Por Suzana Correa – Estagiária, sob supervisão de Tiago Dantas – O Globo em 27 de abril de 2021

Descarte inadequado de resíduos aumenta a proliferação de vetores e o risco de doenças como a leptospirose, dengue e, agora, a Covid-19.

Dez anos após a aprovação da Política Nacional de Resíduos Sólidos, considerada um marco na legislação ambiental brasileira, as melhorias previstas pela lei custam a sair do papel.

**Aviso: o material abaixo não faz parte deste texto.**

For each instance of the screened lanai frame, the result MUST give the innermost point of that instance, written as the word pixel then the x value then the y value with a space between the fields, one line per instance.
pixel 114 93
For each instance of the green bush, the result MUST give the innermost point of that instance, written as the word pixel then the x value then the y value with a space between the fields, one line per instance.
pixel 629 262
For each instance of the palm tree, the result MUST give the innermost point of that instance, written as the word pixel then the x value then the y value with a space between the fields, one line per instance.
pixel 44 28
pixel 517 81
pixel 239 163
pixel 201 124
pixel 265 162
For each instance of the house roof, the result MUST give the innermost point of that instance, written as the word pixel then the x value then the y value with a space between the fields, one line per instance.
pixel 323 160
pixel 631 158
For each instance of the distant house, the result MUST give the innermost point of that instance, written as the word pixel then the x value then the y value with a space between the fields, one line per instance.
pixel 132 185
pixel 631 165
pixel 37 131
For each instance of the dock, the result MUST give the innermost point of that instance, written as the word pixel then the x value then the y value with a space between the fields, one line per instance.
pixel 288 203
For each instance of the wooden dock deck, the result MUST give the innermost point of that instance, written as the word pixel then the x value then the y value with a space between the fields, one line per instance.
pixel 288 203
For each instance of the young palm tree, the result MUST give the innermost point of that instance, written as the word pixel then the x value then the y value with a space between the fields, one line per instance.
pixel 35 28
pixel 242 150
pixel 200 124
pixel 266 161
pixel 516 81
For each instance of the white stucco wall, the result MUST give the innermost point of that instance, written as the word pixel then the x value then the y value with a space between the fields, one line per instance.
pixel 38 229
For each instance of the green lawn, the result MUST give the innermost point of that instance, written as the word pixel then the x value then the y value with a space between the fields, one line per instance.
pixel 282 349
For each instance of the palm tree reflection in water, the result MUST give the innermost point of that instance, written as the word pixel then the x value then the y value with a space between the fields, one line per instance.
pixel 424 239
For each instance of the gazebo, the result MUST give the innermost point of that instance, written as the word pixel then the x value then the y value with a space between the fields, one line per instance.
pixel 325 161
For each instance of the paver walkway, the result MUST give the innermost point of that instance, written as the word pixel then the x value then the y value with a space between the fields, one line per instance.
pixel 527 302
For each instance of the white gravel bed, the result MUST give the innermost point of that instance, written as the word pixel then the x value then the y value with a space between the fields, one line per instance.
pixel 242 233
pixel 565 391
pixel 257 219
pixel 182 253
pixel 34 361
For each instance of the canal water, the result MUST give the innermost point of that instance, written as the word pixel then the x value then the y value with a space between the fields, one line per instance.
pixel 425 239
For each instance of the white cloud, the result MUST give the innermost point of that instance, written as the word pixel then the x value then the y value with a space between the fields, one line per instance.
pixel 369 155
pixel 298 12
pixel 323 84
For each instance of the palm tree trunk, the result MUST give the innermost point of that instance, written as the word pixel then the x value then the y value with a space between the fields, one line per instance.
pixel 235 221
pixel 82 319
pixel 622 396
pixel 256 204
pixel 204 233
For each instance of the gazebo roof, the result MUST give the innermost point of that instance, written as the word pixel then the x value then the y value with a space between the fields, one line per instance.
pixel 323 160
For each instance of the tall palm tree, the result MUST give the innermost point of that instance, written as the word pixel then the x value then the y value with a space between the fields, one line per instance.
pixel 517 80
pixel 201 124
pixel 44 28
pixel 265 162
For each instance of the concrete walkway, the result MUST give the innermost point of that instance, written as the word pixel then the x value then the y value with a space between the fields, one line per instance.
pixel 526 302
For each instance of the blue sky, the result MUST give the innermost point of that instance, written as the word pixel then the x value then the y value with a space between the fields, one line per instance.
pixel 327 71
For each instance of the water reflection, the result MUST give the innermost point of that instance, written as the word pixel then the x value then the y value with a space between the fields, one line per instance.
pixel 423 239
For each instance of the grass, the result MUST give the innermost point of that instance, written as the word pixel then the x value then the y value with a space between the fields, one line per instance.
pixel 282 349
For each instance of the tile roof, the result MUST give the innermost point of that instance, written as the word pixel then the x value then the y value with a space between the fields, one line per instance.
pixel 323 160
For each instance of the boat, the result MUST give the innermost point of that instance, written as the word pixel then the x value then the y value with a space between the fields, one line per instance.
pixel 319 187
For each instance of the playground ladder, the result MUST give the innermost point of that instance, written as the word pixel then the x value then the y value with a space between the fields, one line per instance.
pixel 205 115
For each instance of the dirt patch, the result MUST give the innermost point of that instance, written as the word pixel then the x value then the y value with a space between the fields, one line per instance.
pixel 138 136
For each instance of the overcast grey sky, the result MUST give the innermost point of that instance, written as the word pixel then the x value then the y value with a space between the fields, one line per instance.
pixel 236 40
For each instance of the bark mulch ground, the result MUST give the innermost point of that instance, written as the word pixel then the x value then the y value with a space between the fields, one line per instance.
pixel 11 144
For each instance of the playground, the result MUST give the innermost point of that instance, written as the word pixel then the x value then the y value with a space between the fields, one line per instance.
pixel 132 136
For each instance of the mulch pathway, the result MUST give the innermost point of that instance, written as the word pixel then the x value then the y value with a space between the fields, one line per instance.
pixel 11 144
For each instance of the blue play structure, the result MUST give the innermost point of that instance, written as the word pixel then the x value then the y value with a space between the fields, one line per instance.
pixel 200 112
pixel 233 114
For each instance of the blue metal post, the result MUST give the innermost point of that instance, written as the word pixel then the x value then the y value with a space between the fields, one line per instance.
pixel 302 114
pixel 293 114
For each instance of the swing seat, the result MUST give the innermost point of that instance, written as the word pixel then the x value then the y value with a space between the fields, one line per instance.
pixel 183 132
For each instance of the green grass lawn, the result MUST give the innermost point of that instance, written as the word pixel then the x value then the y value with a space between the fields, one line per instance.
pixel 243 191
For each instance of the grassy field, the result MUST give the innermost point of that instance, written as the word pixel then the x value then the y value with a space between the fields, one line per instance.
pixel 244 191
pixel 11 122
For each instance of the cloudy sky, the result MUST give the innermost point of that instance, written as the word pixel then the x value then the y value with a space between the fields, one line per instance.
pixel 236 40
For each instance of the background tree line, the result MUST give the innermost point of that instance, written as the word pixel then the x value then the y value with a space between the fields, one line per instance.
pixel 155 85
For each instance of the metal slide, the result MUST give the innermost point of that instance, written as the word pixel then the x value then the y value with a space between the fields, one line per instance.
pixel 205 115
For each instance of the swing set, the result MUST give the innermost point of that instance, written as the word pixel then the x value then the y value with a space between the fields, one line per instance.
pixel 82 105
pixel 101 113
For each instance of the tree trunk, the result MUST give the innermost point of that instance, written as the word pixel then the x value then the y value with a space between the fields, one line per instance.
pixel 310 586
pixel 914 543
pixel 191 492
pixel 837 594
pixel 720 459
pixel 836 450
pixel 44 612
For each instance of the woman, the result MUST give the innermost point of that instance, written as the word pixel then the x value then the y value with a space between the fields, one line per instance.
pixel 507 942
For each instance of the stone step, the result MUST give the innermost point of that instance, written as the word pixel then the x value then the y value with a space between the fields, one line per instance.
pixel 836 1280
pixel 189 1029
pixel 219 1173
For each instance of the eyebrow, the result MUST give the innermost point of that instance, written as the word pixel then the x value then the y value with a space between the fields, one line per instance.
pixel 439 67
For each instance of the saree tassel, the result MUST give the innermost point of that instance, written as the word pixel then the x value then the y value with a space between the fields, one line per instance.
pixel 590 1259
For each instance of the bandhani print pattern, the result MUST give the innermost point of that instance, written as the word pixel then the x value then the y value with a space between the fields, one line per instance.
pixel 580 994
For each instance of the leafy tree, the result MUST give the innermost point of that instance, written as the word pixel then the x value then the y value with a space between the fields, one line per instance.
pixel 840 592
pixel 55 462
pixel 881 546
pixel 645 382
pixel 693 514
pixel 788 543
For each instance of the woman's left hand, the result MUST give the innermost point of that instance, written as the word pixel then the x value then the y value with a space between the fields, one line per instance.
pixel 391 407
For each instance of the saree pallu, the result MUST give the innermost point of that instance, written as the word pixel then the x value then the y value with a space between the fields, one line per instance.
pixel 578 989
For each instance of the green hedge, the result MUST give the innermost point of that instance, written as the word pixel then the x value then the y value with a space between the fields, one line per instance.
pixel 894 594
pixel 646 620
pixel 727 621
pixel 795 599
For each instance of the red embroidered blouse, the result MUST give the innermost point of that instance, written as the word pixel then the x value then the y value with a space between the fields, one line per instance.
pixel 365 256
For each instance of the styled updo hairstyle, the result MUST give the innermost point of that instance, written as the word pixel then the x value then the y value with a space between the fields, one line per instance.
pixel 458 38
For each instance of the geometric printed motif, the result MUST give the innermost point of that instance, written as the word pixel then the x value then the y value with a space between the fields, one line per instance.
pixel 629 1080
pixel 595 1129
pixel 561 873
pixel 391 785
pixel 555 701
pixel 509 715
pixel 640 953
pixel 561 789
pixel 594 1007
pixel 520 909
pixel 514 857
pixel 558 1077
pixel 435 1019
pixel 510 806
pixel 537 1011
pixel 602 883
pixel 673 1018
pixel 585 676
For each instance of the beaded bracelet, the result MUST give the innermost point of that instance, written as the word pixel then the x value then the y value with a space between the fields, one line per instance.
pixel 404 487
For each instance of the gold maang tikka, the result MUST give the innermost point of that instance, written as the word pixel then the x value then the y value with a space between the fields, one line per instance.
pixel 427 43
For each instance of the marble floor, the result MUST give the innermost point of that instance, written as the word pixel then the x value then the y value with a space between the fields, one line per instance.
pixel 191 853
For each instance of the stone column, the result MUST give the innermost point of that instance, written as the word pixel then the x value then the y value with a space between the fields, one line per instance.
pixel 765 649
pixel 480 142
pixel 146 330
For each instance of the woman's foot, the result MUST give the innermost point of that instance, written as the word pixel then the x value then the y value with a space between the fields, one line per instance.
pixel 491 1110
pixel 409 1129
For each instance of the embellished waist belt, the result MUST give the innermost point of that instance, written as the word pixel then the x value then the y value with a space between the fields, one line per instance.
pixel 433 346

Mais da metade dos municípios brasileiros ainda utilizam lixões e aterros irregulares que, pela norma, deveriam ter sido extintos em 2014.

A erradicação desses equipamentos, segundo especialistas, ainda pode levar décadas.

O problema é piorado pelo volume crescente de lixo produzido no país nos últimos anos, acentuado durante a pandemia.

O descarte inadequado de resíduos aumenta a proliferação de vetores e o risco de doenças como a leptospirose, dengue e, agora, a Covid-19.

Lixão - depósito de lixo a céu aberto - Ecologia - InfoEscola

O lixo contaminado com o novo vírus exige tratamento que elimine ou reduza sua carga microbiana, segundo classificação da Agência Nacional de Vigilância Sanitária (Anvisa) — o que nem sempre ocorre.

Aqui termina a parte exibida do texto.